The features of Libyan patients with breast cancer have not been fully investigated. The aim of this study was to evaluate the expression patterns of estrogen (ER) and progesterone receptor (PR), as well as nuclear morphometric features, in patients with breast cancer, and to correlate them with clinicopathological features and prognosis.
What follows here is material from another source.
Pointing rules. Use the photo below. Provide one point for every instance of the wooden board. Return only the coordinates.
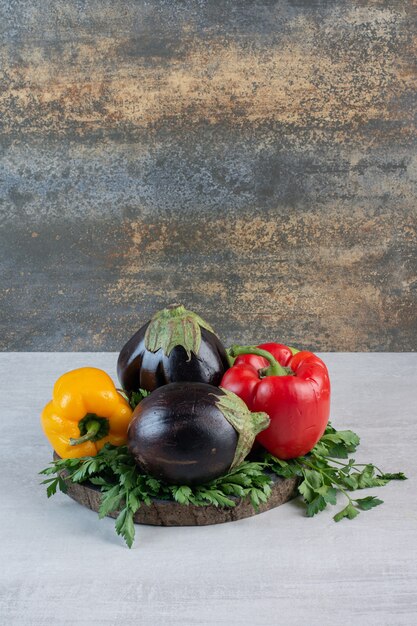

Data for a total of 62 female Libyan patients with breast cancer, diagnosed between 2000 and 2006, were retrospectively studied. Their clinical and pathological data were collected and analysed. Immunohistochemical evaluation of ER and PR expression was also performed. Further more nuclear morphometry was carried out.


Of the 62 patients, disease in 10 was of the lobular type, 43 had invasive ductal and 9 had other carcinoma types; 47 out of 62 had lymph node involvement. Positive hormonal receptor expression was more common among those with lymph node-negative than lymph node-positive tumours. ER- and PR-positive patients appeared to have a better survival than ER- and PR-negative patients. The most significant difference, with respect to survival, was found between those bearing tumors with completely negative hormonal staining (J score 0) and those with positive staining (J score 1, 2 and 3). Larger nuclear size was associated with lymph node involvement and high-grade tumours (p<0.01 and p<0.0001, respectively), with shorter survival, larger tumour size and higher stage.


The cut-off points for defining the groups with good or worse prognosis might be set, between score 0 and 1 (corresponding to 1% or fewer positive cells). Patients with ER- and PR-positive cancer had better overall survival than patients with hormonal receptor-negative cancer. In our hospital setting, ER and PR expressions and mean nuclear area (MNA) in breast carcinoma may be prognostically useful markers in guiding future treatment in prospective studies.